Le document alerte sur "un océan de contenus néfastes" qui "met en danger les utilisateurs" en "glorifiant le suicide et l’automutilation". La "violence y est souvent décomplexée", avec des insultes, des "images crues et morbides de violences physiques", du racisme, de l'antisémitisme et des challenge prônant par exemple la maigreur.

"Les réseaux sociaux posent tous aujourd’hui les mêmes problèmes non-éthiques, mais TikTok est particulièrement efficace pour capter et retenir l’attention des usagers", précise la Dre Servane Mouton, neurologue et neurophysiologiste, auditionnée par la commission d’enquête. "L’objectif est de maintenir les usagers en ligne le plus longtemps possible, le plus souvent possible et de leur faire faire des achats", ajoute-t-elle.
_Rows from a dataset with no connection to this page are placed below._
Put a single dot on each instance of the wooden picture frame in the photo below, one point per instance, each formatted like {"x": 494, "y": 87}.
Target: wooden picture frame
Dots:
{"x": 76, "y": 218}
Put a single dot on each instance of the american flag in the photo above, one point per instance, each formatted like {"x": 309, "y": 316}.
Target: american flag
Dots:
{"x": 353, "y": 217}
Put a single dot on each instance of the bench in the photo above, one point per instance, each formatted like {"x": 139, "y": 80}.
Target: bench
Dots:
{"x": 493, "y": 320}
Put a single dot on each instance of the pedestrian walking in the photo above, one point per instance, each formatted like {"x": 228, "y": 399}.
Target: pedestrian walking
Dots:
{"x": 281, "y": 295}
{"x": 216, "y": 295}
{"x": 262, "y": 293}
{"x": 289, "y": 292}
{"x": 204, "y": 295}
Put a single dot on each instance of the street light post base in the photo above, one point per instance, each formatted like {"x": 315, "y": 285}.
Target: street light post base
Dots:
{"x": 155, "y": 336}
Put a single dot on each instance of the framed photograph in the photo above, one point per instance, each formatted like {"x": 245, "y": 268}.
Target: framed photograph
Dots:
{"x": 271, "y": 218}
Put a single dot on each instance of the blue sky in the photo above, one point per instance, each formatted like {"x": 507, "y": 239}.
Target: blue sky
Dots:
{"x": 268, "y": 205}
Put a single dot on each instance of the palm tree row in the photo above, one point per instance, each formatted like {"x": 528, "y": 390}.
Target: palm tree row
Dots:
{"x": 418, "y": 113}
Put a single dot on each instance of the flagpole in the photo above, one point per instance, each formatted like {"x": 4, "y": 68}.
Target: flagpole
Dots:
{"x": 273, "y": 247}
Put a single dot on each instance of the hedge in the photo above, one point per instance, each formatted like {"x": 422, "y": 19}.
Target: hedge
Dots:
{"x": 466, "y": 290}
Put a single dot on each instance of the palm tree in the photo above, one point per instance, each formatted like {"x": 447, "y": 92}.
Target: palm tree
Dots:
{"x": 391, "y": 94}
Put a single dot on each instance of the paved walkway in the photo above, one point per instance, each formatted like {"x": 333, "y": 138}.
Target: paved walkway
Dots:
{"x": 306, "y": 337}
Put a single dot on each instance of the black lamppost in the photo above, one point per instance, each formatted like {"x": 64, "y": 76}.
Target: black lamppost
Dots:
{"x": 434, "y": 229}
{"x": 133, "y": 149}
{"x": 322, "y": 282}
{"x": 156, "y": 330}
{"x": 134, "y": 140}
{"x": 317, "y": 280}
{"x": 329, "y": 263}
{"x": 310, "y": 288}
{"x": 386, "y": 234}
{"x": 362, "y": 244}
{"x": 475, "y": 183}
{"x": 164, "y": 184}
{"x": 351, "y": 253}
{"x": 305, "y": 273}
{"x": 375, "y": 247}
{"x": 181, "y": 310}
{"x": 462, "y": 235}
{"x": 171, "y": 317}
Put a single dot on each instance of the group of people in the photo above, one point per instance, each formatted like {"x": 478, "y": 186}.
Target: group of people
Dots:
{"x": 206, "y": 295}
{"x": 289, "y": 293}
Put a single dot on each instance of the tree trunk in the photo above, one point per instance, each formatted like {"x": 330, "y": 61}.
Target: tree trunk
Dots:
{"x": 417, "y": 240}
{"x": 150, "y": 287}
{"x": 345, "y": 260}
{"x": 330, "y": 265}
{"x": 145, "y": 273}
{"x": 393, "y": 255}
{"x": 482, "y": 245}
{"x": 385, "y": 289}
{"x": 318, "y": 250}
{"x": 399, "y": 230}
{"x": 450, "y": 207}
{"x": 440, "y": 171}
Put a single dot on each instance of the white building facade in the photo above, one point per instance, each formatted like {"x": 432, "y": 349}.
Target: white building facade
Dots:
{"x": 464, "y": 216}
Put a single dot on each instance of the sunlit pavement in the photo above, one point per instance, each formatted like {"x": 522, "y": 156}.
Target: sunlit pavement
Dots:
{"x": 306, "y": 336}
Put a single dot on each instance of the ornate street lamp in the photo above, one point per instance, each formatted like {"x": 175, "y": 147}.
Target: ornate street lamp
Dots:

Egalement auditionné, le Pr Amine Benyamina, psychiatre et addictologue, pointe deux éléments qui font de TikTok un réseau social qui rend particulièrement dépendant : "La puissance de son algorithme qui cible très clairement les personnes et les choses qui leur plaisent, et la fugacité du contenu. À la manière du shoot, c’est rapide et addictif."

Si l'utilisation des réseaux sociaux a "des effets positifs comme la connexion sociale", ils "amplifient [aussi] les vulnérabilités individuelles, perturbent les processus biologiques et émotionnels, notamment le sommeil et l’humeur, et renforcent des dynamiques sociales délétères telles que la comparaison sociale", indique la Dre Sylvie Dieu-Osika, pédiatre. "La comparaison sociale permanente, facilitée par le caractère visuel et quantifiable des interactions sur les réseaux sociaux, a des répercussions importantes sur l’estime de soi et le bien-être mental", précise-t-ilD’autant qu'il existe une "vulnérabilité psychologique accrue à la préadolescence et à l’adolescence".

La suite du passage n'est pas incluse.